In primo luogo bisogna ricordare che non ci sono effetti negativi per gli assegni collocati al di sotto di 1.522 euro lordi mensili (cioè sino a tre volte il minimo inps) in quanto anche la nuova normativa garantisce la piena indicizzazione della pensione all'inflazione. Chi ci rimetterà qualcosa sono i pensionati della classe media ed elevata che godono di assegni superiori. Queste pensioni senza la legge di bilancio avrebbero rivisto l'adeguamento nelle misure stabilite dalla legge 388/2000, pari al 90% dell'inflazione per gli assegni sino a 5 volte il minimo (cioè sino a 2.537,1€) e del 75% per la cifra superiore con il ritorno alle fasce progressive (più favorevoli). Il nuovo meccanismo inserito nella legge 145/2018 (legge di bilancio 2019) contiene gli aumenti in misura compresa tra il 97% ed il 40% a seconda della classe dell'assegno applicando la rivalutazione direttamente sulla fascia complessiva del reddito pensionistico. Nello specifico le pensioni tra 3 e 4 volte il minimo vengono rivalutate al 97% dell'inflazione; tra 4 e 5 volte al 77%, tra 5 e 6 volte al 52%; tra 6 ed 8 volte al 47%; tra 8 e 9 volte al 45% e quelle superiori a 9 volte al 40%.

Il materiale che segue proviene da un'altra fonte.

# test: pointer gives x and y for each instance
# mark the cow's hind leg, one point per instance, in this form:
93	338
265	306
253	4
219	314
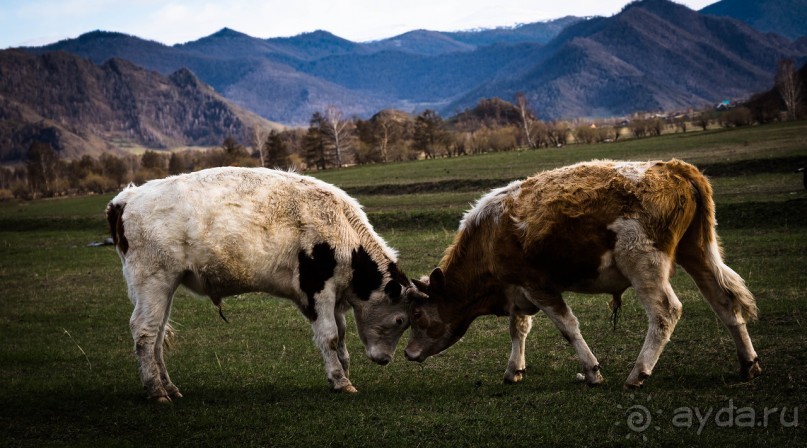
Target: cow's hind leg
152	301
163	340
649	273
563	318
732	302
519	329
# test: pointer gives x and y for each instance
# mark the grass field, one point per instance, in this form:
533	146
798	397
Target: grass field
69	376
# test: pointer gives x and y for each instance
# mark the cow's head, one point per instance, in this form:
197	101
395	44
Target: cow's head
437	321
382	308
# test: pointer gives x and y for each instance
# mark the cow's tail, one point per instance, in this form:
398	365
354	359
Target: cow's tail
114	216
702	256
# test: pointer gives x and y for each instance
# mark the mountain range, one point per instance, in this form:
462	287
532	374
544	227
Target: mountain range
785	17
653	55
81	108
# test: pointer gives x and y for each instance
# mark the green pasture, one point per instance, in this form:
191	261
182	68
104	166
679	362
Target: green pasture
69	376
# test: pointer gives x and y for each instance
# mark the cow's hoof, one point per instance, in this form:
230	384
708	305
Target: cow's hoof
161	400
635	382
593	377
750	370
514	377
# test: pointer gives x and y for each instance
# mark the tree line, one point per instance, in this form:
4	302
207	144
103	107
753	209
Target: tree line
333	140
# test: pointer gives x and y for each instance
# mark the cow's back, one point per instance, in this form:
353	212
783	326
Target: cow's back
239	227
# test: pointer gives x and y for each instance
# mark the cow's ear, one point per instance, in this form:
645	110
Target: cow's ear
437	281
393	290
422	286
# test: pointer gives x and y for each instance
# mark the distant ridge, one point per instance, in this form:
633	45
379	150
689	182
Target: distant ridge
785	17
655	54
81	108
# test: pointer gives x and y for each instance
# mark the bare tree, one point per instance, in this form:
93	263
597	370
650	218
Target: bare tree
788	85
338	132
527	118
259	136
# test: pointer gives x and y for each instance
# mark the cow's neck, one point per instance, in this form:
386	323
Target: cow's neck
471	278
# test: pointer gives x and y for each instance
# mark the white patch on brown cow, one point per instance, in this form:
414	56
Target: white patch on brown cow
491	204
633	171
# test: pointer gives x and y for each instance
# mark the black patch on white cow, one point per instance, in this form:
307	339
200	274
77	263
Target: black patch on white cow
394	287
315	270
366	276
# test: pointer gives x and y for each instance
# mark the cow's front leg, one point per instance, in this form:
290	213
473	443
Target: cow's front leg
563	318
341	347
326	337
516	367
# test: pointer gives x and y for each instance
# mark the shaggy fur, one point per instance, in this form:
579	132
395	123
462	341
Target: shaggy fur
597	227
227	231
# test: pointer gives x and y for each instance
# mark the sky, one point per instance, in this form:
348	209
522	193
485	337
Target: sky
40	22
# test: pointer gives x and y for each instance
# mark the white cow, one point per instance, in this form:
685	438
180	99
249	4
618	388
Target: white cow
227	231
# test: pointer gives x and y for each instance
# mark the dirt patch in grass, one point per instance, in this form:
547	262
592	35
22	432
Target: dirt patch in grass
723	169
754	166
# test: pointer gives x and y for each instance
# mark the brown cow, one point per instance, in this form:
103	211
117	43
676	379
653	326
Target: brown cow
596	227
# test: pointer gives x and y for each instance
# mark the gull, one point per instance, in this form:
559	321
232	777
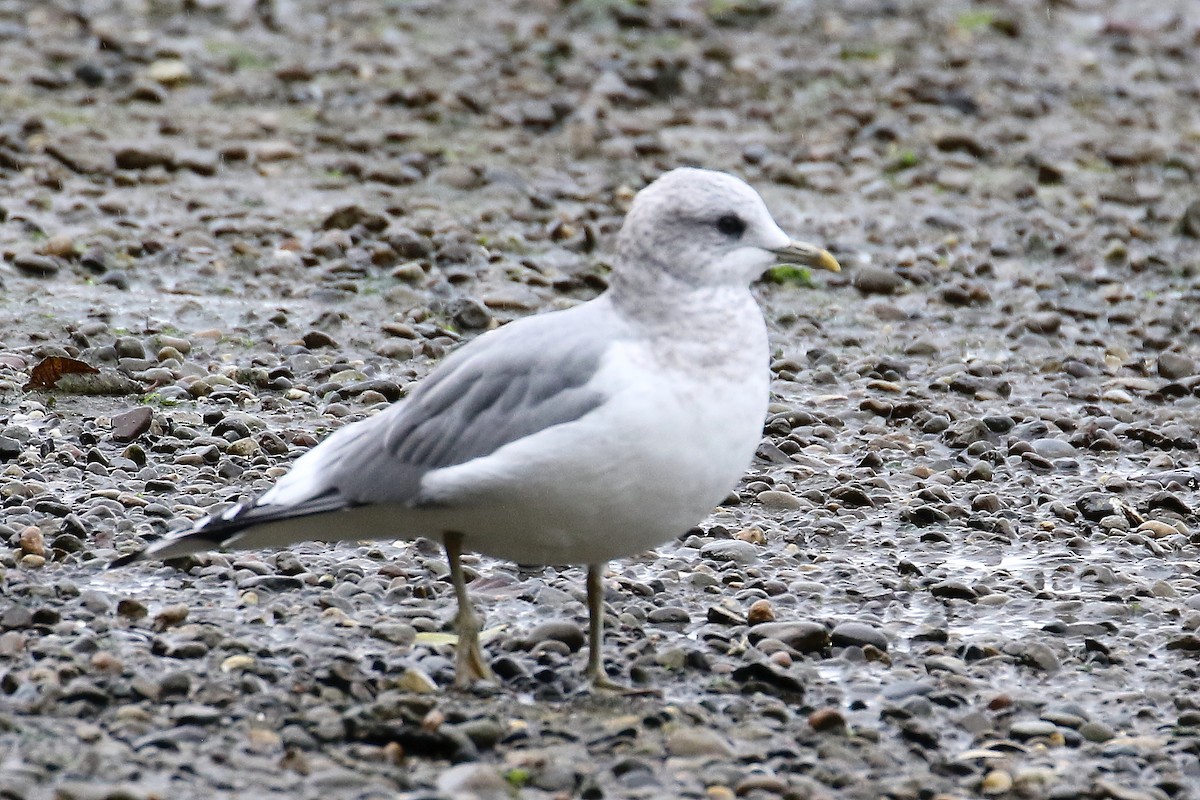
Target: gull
570	437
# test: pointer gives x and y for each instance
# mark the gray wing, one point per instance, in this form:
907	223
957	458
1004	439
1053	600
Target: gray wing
511	383
505	385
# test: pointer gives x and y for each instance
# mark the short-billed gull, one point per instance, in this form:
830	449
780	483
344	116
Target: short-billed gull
573	437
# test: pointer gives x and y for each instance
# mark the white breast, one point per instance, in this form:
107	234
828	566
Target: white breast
679	428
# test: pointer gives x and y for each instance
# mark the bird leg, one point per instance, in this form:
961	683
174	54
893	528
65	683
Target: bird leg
469	663
599	678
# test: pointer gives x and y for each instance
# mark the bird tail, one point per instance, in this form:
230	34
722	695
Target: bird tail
237	528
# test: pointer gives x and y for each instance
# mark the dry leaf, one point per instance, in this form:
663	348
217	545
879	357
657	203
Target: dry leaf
48	372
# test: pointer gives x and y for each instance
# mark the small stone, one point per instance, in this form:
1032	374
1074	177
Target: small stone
996	782
417	681
276	150
827	721
953	590
1045	323
131	608
171	617
876	280
1158	529
1189	223
753	534
144	156
803	636
1175	366
857	633
1031	728
760	612
31	541
475	781
1096	732
730	549
783	500
469	314
169	72
564	631
691	741
1053	449
39	266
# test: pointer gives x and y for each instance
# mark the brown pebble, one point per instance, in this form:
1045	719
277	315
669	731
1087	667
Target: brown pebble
33	542
754	535
761	612
103	661
169	617
131	608
1000	702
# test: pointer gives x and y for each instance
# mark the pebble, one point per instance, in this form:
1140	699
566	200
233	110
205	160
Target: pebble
876	280
802	636
417	680
852	633
132	423
730	549
827	721
691	741
33	542
1054	449
784	500
761	611
564	631
1175	366
474	782
1031	728
169	72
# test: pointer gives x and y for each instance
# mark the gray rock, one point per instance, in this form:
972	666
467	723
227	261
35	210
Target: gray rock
876	280
803	636
730	549
1031	728
1054	449
858	633
561	630
690	741
1174	366
39	266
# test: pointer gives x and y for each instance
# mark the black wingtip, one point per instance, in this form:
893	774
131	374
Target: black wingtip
125	560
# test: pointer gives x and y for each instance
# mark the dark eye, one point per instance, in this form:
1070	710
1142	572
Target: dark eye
731	226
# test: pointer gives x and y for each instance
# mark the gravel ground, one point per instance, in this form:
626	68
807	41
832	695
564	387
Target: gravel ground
965	561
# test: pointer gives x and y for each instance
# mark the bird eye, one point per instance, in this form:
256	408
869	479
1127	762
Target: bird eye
731	226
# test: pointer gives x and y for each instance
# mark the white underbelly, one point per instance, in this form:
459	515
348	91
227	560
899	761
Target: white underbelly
635	473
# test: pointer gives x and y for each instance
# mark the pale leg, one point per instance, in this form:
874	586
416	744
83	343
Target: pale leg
469	662
599	678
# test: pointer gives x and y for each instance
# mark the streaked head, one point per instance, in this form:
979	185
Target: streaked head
708	228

La tabella sottostante mostra, quindi, nelle ultime tre colonne il confronto tra le due normative con riferimento al 2019 utilizzando il tasso di inflazione dell'1,1% già comunicato dall'Istat. Come si vede l'effetto è molto contenuto per gli assegni tra tre e quattro volte il minimo e sale progressivamente per quelli superiori. Così una pensione di 2.800 euro lordi si fermerà nel 2019 al valore di 2.816 euro invece di 2.828 euro, quasi 13 euro al mese in meno in termini di mancata crescita; un assegno di 4.500 euro arriverà a 4.522 euro invece che a 4.543 euro, una differenza di oltre 20 euro al mese ed un assegno di 10mila euro lordi perderà quasi 45 euro al mese in termini di mancata rivalutazione (senza considerare l'effetto del nuovo contributo di solidarietà sulle pensioni superiori a 100mila euro annui).
La novella è, comunque, leggermente più generosa rispetto alla disciplina vigente sino al 31 dicembre 2018 (legge 147/2013). Questa normativa garantiva per le pensioni tra 3 e 4 volte il minimo una rivalutazione al 95% dell'inflazione; tra 4 e 5 volte al 75%; tra 5 e 6 volte al 50%; per le classi di assegno superiori a 6 volte al 45% dell'inflazione. Come si vede nelle prime tre colonne della tabella gli assegni sino a 8 volte il minimo inps (4.059 euro al mese ai valori 2018) godranno quindi di un piccolo incremento rispetto a quanto sarebbe stato concesso prorogando anche nel 2019 le disposizioni di cui alla legge 147/2013; per quelli compresi tra 8 e 9 volte non cambia praticamente nulla, anche la nuova normativa prevede una rivalutazione al 45%; mentre quelli superiori a 9 volte, cioè superiori a 4.566 euro al mese, subiranno un effetto peggiorativo anche rispetto a quanto previsto dalla legge 147/2013. Per questa classe di pensionati la rivalutazione scende, infatti, dal 45% al 40% dell'inflazione.